In April 2017, the full 7th Circuit was the first to reverse its precedent and find Title VII does cover sexual orientation. That case was Hively v. Ivy Tech Cmty. Coll. of Ind., 853 F.3d 339, 3362 (7th Circuit 2017).
Donald Zarda filed his original complaint in 2010 after he was fired from his job as a sky-diving instructor of Altitude Express. He claimed he was discriminated against because of his sexual orientation and his gender.

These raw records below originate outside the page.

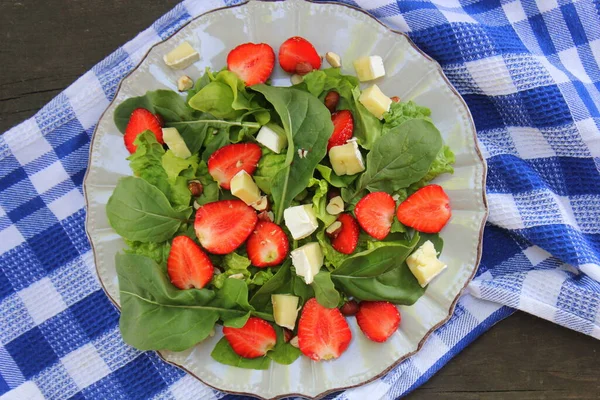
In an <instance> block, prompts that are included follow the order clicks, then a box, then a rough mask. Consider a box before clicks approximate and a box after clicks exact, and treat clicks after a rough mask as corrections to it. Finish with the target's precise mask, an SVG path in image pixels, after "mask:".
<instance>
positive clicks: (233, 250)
mask: <svg viewBox="0 0 600 400" xmlns="http://www.w3.org/2000/svg"><path fill="white" fill-rule="evenodd" d="M257 220H258V217H257V216H256V212H255V211H254V210H253V209H252V207H249V206H247V205H246V204H245V203H244V202H243V201H241V200H221V201H215V202H213V203H208V204H205V205H203V206H201V207H200V208H198V211H196V220H195V222H194V229H195V230H196V236H198V240H199V241H200V244H201V245H202V247H204V248H205V249H206V250H207V251H208V252H209V253H213V254H228V253H231V252H232V251H234V250H235V249H237V248H238V247H240V246H241V245H242V243H244V242H245V241H246V239H247V238H248V236H250V234H251V233H252V231H253V230H254V227H255V226H256V221H257Z"/></svg>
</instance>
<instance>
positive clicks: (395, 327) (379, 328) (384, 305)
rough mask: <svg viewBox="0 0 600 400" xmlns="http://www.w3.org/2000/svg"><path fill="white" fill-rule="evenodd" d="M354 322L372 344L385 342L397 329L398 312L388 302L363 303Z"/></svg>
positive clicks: (398, 324) (364, 301) (362, 303)
mask: <svg viewBox="0 0 600 400" xmlns="http://www.w3.org/2000/svg"><path fill="white" fill-rule="evenodd" d="M356 322H358V326H359V327H360V330H361V331H363V333H364V334H365V336H366V337H368V338H369V339H371V340H372V341H374V342H385V341H386V340H387V339H388V338H389V337H390V336H392V334H393V333H394V332H395V331H396V329H398V325H400V312H399V311H398V308H397V307H396V306H395V305H393V304H392V303H390V302H388V301H363V302H361V303H360V306H359V308H358V313H357V314H356Z"/></svg>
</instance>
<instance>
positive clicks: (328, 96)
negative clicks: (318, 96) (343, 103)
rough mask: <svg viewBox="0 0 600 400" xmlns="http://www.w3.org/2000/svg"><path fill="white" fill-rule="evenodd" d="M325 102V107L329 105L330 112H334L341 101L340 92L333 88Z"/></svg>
mask: <svg viewBox="0 0 600 400" xmlns="http://www.w3.org/2000/svg"><path fill="white" fill-rule="evenodd" d="M323 102H324V103H325V107H327V109H328V110H329V112H331V113H334V112H335V110H336V108H337V105H338V103H339V102H340V94H339V93H338V92H336V91H335V90H331V91H330V92H329V93H327V95H326V96H325V99H324V100H323Z"/></svg>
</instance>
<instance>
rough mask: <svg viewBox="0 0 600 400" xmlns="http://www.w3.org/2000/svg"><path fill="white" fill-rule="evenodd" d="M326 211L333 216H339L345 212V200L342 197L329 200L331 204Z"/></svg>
mask: <svg viewBox="0 0 600 400" xmlns="http://www.w3.org/2000/svg"><path fill="white" fill-rule="evenodd" d="M325 211H327V212H328V213H329V214H331V215H338V214H341V213H342V212H344V200H342V198H341V197H340V196H336V197H334V198H332V199H331V200H329V204H327V207H325Z"/></svg>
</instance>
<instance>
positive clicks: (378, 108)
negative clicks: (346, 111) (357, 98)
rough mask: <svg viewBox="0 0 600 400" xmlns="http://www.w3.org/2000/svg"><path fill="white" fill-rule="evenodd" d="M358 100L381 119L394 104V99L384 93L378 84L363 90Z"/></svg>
mask: <svg viewBox="0 0 600 400" xmlns="http://www.w3.org/2000/svg"><path fill="white" fill-rule="evenodd" d="M358 101H360V103H361V104H362V105H363V106H365V108H366V109H367V110H369V112H370V113H371V114H373V115H374V116H376V117H377V118H379V119H382V118H383V114H385V113H386V112H388V111H389V110H390V106H391V105H392V99H390V98H389V97H387V96H386V95H385V94H383V92H382V91H381V89H379V87H378V86H377V85H373V86H371V87H369V88H367V89H365V90H363V91H362V93H361V94H360V97H359V98H358Z"/></svg>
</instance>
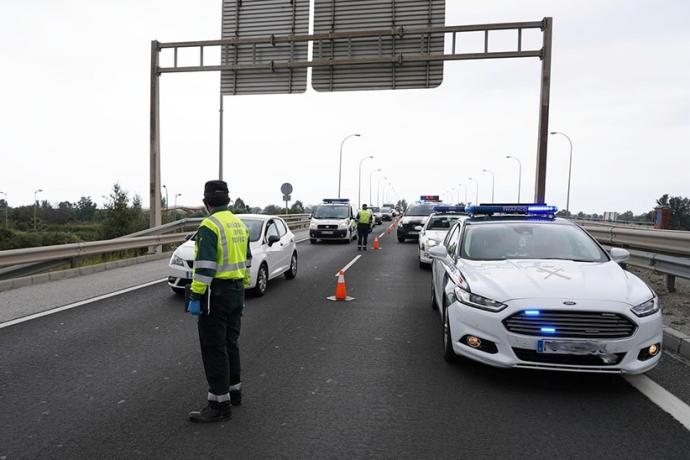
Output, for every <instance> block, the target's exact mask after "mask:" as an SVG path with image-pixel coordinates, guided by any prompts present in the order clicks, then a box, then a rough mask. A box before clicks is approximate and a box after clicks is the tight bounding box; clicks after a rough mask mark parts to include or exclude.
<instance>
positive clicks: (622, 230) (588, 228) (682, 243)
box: [583, 225, 690, 256]
mask: <svg viewBox="0 0 690 460" xmlns="http://www.w3.org/2000/svg"><path fill="white" fill-rule="evenodd" d="M583 227H584V228H585V229H586V230H587V231H588V232H589V233H590V234H591V235H592V236H593V237H595V238H596V239H597V240H598V241H599V242H600V243H601V244H606V245H609V246H618V247H625V248H630V249H637V250H642V251H651V252H655V253H661V254H667V255H670V256H690V232H686V231H680V230H651V229H641V228H629V227H619V226H616V225H608V226H601V225H584V226H583Z"/></svg>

Chief Judge Robert Katzmann wrote the majority 69-page opinion of which nine other judges joined in full or offered their own concurring opinions. The majority concluded that sexual orientation discrimination is a subset of sex discrimination and employers cannot fire or retaliate against a worker because that person does not fit a sexual stereotype.
“Although sexual orientation discrimination is ‘assuredly not the principal evil that Congress was concerned with when it enacted Title VII,’ ‘statutory prohibitions often go beyond the principal evil to cover reasonably comparable evils,’” Katzmann wrote, referencing Oncale v. Sundowner, 523 U.S. 75 (1998). “In the context of Title VII, the statutory prohibition extends to all discrimination ‘because of … sex’ and sexual orientation discrimination is actionable subset of sex discrimination.”
Judge Gerard Lynch wrote a 73-page dissent which was joined in part by Judges Debra Ann Livingston and Reena Raggi.
Lynch reviewed the events leading to the enactment of Title VII and the prevailing attitude at the time toward same-sex relationships. He then, citing 7th Circuit Judge Diane Sykes’ dissent in Hively, pointed to the public meaning of the word “sex” in the mid-1960 and argued it was aimed at gender equality.
“The words used in the legislation are used for a reason,” Lynch wrote. “Legislation is adopted in response to perceived social problems, and legislators adopt the language that they do to address social evil or accomplish a desired goal. The word of the statute take meaning from that purpose and the principles it adopts must be read in light of the problem it was enacted to address.”
The case was remanded to the U.S. District Court for the Eastern District of New York for further proceedings.